Just a factual correction, since I'm on the wrong board. Vaccination cannot protect anyone 100%. No medicine can. Anyone who suggests that is being misleading.
(from my daughter).
(from my daughter).

I'm late to the party, but I totally get why the OP asked this question. It is so beyond sad that we don't even have the freedoms to make these important decisions for our OWN children in what is supposed to be a free country, and that we have to resort to this kind of thinking just to allow our children to go to school. I personally don't agree with faking documents, but I'm also very blessed to live in Canada, so I don't have to face these challenges. My heart goes out to you.
I really love this forum and that we non-vaccers have a place to come and support each other. I haven't been on much lately, because I really resent that so many of you pro-vaccers feel the need to come here and ruin the experience. Don't you people have anything better to do? Seriously, I would never even think of posting on a board that had nothing to do with me or my beliefs. I get that you disagree with our stance on vaccinations, but bite your tongue and move on...or better yet, don't read it in the first place.
Chloebelle, I actually think that this conversation has lost sight of the OP and her actual situation.
To wit - she lives in Massachusetts. In my extensive experience with Massachusetts (I live there too, and have two children who attend school and daycare here, I grew up here, and attended school here myself until I was 18, my siblings and friends have children who attend both public and private schools here), the OP emphatically does NOT have to resort to this kind of thinking in order to "allow" her children to go to school.
It is my experience in this state that, if the OP wants to not vaccinate her kids, she could find a sympathetic pediatrician (which she could do by hitting the tribal areas section of this very board and asking around), and offer a letter to the schools - basically, a pediatrician's note saying that the children are healthy and there is no reason they cannot participate in school and camp activities, listing their allergies (if they have any), and stating that the children are not vaccinated for (medical/philosophical/religious) reasons.

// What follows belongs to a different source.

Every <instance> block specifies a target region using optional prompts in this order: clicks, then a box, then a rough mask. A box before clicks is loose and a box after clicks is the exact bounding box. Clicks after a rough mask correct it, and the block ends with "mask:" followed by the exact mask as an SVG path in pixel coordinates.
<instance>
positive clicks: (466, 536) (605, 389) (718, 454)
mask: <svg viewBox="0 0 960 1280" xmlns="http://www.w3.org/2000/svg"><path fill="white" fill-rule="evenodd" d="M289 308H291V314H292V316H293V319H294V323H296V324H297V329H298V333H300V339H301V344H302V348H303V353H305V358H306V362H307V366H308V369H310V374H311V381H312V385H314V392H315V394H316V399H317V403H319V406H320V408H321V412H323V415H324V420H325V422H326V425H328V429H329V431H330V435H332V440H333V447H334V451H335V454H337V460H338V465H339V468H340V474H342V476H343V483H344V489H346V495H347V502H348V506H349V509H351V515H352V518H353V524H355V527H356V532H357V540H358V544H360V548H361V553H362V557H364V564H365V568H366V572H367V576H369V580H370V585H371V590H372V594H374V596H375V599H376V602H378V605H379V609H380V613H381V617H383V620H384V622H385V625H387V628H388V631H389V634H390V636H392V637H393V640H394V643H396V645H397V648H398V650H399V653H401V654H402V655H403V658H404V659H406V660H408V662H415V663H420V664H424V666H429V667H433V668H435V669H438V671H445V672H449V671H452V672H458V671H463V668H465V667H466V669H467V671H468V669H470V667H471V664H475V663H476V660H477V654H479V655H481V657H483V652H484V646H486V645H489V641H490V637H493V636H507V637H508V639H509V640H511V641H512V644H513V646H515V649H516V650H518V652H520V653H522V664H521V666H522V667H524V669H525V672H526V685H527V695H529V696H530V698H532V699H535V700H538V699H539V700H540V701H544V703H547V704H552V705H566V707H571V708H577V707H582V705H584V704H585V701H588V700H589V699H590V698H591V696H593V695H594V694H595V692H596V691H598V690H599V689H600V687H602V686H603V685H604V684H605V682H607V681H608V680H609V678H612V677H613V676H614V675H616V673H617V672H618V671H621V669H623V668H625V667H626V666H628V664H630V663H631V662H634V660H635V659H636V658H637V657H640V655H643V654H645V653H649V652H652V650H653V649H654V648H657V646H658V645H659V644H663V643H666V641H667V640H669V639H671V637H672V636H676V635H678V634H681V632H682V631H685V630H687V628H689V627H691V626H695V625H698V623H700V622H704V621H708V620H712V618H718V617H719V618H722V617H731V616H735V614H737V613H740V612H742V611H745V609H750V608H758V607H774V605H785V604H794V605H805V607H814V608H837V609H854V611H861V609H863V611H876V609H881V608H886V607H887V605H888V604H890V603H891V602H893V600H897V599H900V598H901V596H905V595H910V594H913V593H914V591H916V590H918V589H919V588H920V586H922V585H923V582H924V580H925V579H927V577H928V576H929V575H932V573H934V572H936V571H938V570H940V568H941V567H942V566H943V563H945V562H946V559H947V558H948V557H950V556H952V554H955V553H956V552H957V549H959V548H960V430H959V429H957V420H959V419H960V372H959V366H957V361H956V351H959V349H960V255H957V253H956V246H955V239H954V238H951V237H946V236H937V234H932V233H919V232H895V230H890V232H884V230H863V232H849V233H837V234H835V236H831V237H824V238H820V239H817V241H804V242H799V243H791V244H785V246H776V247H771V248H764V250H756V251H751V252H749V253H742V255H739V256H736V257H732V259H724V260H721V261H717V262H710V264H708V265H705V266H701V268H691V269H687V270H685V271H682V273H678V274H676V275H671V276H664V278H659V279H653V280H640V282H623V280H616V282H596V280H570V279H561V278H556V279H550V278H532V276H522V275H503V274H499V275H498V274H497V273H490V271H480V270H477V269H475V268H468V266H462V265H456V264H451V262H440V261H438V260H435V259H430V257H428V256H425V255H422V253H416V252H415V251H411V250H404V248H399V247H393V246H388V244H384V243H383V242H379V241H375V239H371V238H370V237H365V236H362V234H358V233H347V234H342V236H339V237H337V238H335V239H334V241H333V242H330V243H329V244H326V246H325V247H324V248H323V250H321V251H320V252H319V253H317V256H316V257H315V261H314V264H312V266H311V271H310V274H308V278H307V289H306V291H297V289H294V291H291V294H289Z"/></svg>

This is what I did when I needed my kids to be not vaccinated for a while. It worked fine.
Whatever reasons the OP may have to feel that forging a vaccine record is the best plan, I do not feel that they are rooted in the realities of the place she lives, or the laws that apply there.
This conversation has departed to a discussion of what would happen in certain worst-case scenarios in which different laws applied and doctors were under more scrutiny. Some of these scenarios are genuine - some states really are making it harder to get exemptions. Some of these scenarios, however, are just made up. Doctors are not currently scrutinized based on the number of exemptions they give to patients, for example.